I remember the story of the race between the tortoise and the hare. The tortoise starts out really slow. The hare almost gets to the finish line but becomes arrogant in his lead and decides to sit next to a tree. The hare falls asleep and the slow and steady tortoise passes the hare to win the race.

The point of this story is to teach perseverance and to see value in other ways of being when the addiction to speed compels us to rush through everything. Our need to do everything quicker, to seamlessly multitask, and to always be “on” to meet growing demand can feel like accomplishment.

The approach that I teach certainly values hard work and forward movement, but all while balancing the need to slow down to recover, regroup, and allow for insight about what you should most be engaged in.

I’m rooting for the hare. The hare runs his fastest, but he knows when to stop and relax a bit. He just needed to set a timer to wake up. It’s the tortoise that represents the nonstop movement narrative. Be slow and steady, instead of inspired and tired.

I’ll take being inspired and tired any day.

It’s the difference between playing music in the background all day and intentionally choosing to listen to music. When it’s just playing, you tune it out, go in and out of your thoughts, and it’s just a layer of your environment. Whereas, when you intentionally listen to dance music with your kids or friends, you jam to every song. Each song is the focus.

The tortoise represents nonstop movement; the hare is inspired and tired.

As professionals set up their practices or as anyone makes the move from a more structured environment in their job to owning their own business, it is easy to stay too busy to notice little things or have any deep thoughts about what you are doing. In other words, you may be living what you thought was your dream, but are you creating the time to take it all in?

How to integrate breaks and boundaries into a busy life

In our mind’s eye, we equate slowing down with stopping. Sure, it can be that. We know the pull to unplug and think we’ll get restored on vacation. But the positive effects of one concentrated getaway are hard to sustain.

Sometimes you’re just beginning to reconnect with yourself when it is time to jump back in. We all know that feeling when the stress begins to creep back in even before we return to our demands. When I talk about slowing down, I’m talking about reducing, eliminating, and stopping. In my version of slowing down, we’re building habits and setting boundaries to open the way for true elimination of mental fatigue and squandered spirit.

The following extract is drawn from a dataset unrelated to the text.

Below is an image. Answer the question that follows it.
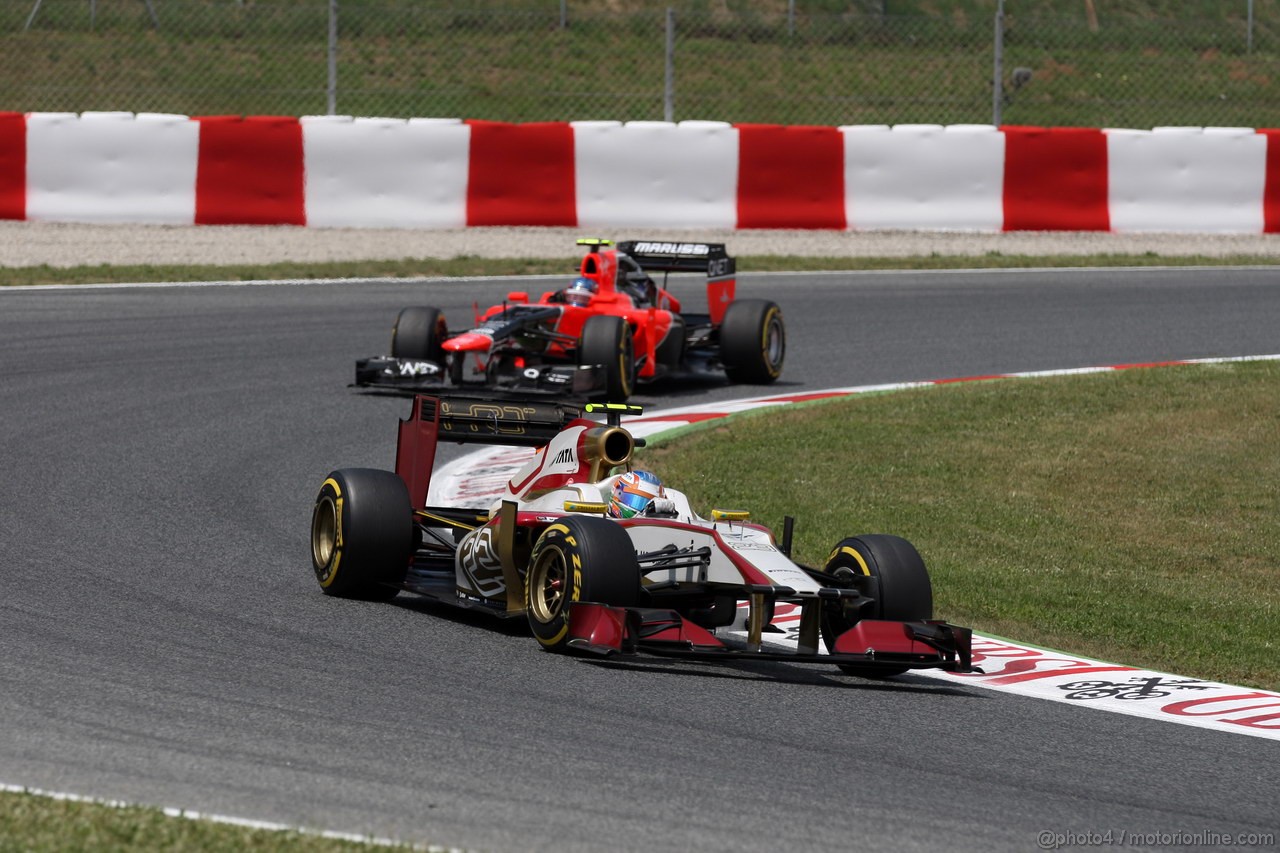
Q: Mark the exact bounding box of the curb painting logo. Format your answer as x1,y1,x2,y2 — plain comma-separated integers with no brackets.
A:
1057,675,1213,699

Paving the way for a more productive schedule

My approach alternates structured slow down with times of focused and compressed work. Throughout my work with thousands, I see the ability to alternate periods of sprinting and periods of pausing to be one of the greatest determinants of success. Sometimes it’s working sixty-plus hours per week to make a success of a dream business. Sometimes it is building a side-hustle to ease your transition from being an employee to owning your own business. Sometimes the rhythm is about phases of parenting or taking care of another family commitment, such as when you’re sandwiched between taking care of both parents and kids.

The reality is, life isn’t really a marathon where we never stop. Instead, it’s a bunch of sprints and rests; it’s like a pause button and a fast-forward button. What I teach clears the way and shows you how you can create a viable rhythm between work and relaxation that:

  1. Reduces stress
  2. Makes you more productive
  3. Ignites creativity
  4. Adds structure
  5. Supports action followed by enjoyment and rest
  6. Creates a sustainable system

Create your own schedule, maximize your leisure time, and work less while making more by following the revolutionary—yet realistic—four-day work week outlined in this groundbreaking book.

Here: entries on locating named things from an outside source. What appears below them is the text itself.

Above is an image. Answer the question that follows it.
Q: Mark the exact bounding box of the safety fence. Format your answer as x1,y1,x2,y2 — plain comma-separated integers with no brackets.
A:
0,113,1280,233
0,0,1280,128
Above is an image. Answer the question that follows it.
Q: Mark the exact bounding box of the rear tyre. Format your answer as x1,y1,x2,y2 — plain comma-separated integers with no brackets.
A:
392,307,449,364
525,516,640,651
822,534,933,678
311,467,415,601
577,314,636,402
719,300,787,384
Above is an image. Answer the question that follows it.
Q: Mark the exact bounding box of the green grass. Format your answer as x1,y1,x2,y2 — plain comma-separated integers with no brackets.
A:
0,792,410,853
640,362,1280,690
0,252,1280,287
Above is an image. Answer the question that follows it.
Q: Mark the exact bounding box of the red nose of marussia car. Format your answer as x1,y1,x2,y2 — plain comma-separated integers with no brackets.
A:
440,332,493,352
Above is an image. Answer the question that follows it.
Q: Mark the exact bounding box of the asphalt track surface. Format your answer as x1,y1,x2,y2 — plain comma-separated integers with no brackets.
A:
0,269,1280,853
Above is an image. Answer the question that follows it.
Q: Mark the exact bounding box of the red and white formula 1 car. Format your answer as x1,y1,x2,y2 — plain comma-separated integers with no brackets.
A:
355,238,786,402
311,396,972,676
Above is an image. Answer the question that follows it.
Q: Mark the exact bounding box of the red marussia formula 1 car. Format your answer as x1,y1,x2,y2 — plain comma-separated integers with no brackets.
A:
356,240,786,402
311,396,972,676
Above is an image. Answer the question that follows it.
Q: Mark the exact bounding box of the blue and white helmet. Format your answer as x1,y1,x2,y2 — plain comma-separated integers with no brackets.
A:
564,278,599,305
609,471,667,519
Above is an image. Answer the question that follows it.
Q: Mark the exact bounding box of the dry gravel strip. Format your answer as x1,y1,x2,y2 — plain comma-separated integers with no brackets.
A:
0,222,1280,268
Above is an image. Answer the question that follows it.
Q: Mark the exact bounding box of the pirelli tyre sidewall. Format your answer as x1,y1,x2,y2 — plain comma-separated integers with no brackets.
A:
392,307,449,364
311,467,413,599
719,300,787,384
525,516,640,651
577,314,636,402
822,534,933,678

WATCH: First Step to Working Less

Build more days off into your week

The forty-hour (or more) workweek that spans five days has become an established aspect of society. Out of seven days, we work five and take two off—that’s always been the case, right?

In fact, the five-day workweek became the norm only after Henry Ford established it in his factories in May 1926. The seven-day week or the five-day workweek are arbitrary and changeable, and so is how we run our businesses. It’s “the way it is” for almost no good reason. It is how it is because it is how it has been.

Science overwhelmingly shows that through slowing down our creativity and productivity expand exponentially. We need the new Henry Fords to make clear and authoritative statements about the next step of human potential as we move away from a five-day workweek.

Imagine being in a flow between slowing down and killin’ it in work that feels like anything else in nature. Instead of a 5:2 ratio of workdays:rest, we move toward 4:3, and then who knows where we go from there?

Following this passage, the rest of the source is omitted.